Notice : Carte postale coloriée n°.39 de la collection A.F. Decoly – Saïgon. Notule : Eventail Les Vietnamiens se servaient de deux sortes d’éventails. – Éventails fixes en plumes dont le grand modèle, réservé autrefois aux mandarins et personnages royaux, est encore employé dans les églises catholiques. Il était manié à deux mains.
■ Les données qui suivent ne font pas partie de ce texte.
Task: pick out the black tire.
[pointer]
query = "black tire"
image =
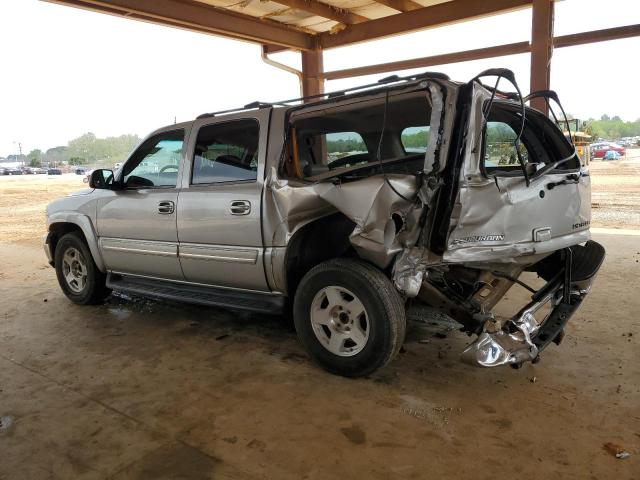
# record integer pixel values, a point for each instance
(384, 315)
(93, 290)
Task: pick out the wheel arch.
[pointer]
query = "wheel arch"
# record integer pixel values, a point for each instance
(317, 241)
(63, 223)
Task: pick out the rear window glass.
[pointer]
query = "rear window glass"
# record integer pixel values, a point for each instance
(500, 151)
(342, 144)
(415, 139)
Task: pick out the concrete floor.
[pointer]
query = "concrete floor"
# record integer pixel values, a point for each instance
(150, 390)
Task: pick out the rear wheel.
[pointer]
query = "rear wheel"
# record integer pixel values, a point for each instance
(349, 317)
(77, 273)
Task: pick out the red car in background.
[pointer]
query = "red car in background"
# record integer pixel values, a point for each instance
(598, 150)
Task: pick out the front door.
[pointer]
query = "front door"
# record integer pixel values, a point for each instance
(220, 201)
(137, 223)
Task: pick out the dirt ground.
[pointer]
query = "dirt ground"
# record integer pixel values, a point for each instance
(137, 389)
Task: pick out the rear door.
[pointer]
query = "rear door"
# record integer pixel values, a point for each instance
(218, 216)
(497, 215)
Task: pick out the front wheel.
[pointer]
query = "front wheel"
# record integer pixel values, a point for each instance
(79, 277)
(349, 317)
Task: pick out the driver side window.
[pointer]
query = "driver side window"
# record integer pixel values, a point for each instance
(155, 163)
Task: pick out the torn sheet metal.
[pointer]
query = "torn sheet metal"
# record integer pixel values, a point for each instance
(385, 222)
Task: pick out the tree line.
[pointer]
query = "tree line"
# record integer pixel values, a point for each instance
(87, 149)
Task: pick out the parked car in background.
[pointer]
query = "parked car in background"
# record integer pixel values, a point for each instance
(598, 150)
(612, 155)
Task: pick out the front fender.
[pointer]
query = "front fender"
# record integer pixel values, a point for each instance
(85, 224)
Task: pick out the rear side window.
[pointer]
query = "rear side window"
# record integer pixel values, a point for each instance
(415, 139)
(542, 143)
(226, 152)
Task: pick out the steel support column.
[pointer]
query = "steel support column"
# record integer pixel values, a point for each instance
(312, 68)
(541, 49)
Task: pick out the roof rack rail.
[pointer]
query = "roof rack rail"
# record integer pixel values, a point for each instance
(380, 84)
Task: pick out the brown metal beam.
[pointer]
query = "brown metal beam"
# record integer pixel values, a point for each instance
(400, 5)
(312, 73)
(200, 17)
(489, 52)
(541, 49)
(604, 35)
(324, 10)
(427, 17)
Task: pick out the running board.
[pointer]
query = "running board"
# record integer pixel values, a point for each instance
(198, 294)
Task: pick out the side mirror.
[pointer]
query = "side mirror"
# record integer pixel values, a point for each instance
(101, 178)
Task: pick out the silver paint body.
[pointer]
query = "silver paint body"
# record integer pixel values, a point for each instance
(202, 242)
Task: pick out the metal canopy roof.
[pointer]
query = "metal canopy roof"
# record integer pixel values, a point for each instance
(311, 26)
(301, 24)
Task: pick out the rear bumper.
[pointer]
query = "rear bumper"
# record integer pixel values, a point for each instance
(523, 337)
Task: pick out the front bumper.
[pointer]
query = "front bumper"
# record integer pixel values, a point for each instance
(522, 338)
(47, 248)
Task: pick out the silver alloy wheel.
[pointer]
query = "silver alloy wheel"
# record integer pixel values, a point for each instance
(339, 321)
(74, 269)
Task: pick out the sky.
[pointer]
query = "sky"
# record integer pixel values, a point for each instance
(66, 71)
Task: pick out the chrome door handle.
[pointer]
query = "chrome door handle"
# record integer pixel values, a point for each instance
(166, 207)
(240, 207)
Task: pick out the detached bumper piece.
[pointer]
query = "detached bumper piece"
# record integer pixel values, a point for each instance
(569, 274)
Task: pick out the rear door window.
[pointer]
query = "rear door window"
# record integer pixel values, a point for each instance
(155, 163)
(226, 152)
(415, 139)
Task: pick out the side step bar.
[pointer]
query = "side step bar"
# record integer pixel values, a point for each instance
(198, 294)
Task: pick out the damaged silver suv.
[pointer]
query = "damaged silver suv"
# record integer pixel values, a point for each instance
(350, 209)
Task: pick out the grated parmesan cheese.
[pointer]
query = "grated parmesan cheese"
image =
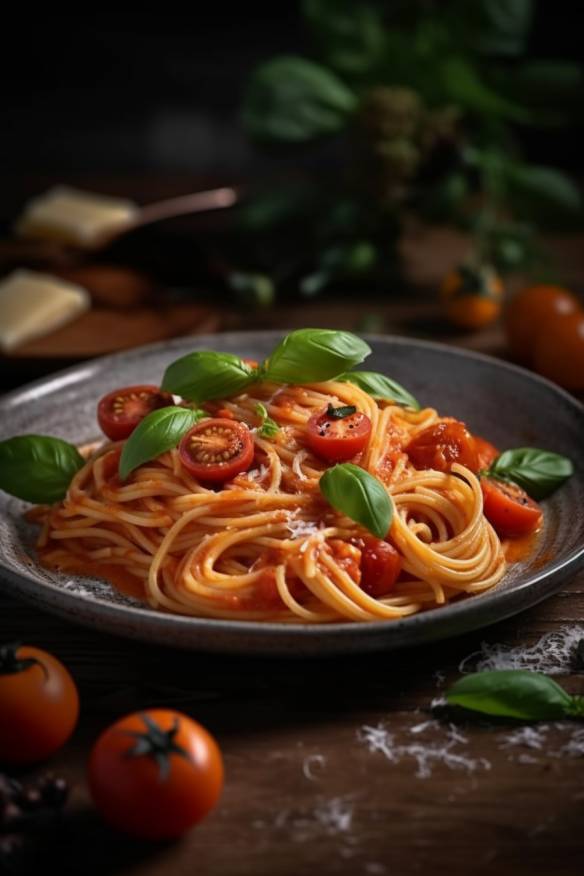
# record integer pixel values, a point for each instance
(313, 760)
(551, 655)
(379, 739)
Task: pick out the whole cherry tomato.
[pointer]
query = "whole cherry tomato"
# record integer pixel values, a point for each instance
(438, 446)
(533, 310)
(154, 774)
(338, 434)
(217, 449)
(486, 452)
(471, 296)
(380, 567)
(39, 704)
(559, 351)
(119, 412)
(510, 510)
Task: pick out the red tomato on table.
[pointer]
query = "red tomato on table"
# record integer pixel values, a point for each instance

La hampe était laquée et le sujet central représentait soit un des quatre animaux symboliques, soit un paysage conventionnel en plumes, en étoffe découpée, en paillettes de mica ou en fragments de laque. – Eventails pliants en corne de buffle, ivoire ou bambou. C’est ce dernier modèle qui est le modèle courant et dont la fabrication comporte trois stades. Les bambous coupés, de longueur égale, sont refendus en lames minces et revendus aux éventaillistes. L’éventailliste homme rassemble les lames par vingt, les fixe à leur base par un fil de cuivre rivé, assouplit et ponce chaque baguette. L’éventailliste femme recouvre les lames de deux feuilles de papier mince fixées entre elles et au squelette de bois par du suc fermenté de kaki sauvage. Ce suc agglutine indissolublement toutes les parties de l’éventail. On peut encoller dans l’éventail des papiers magiques, destinés à attirer des malheurs sur la personne qui sera éventée avec l’éventail ainsi ensorcelé. A noter que l’éventail pliant est né au Japon vers le Xème siècle. (Extrait de Connaissance du Viêt Nam – Pierre Huard et Maurice Durand – Réédit. EFEO 2002)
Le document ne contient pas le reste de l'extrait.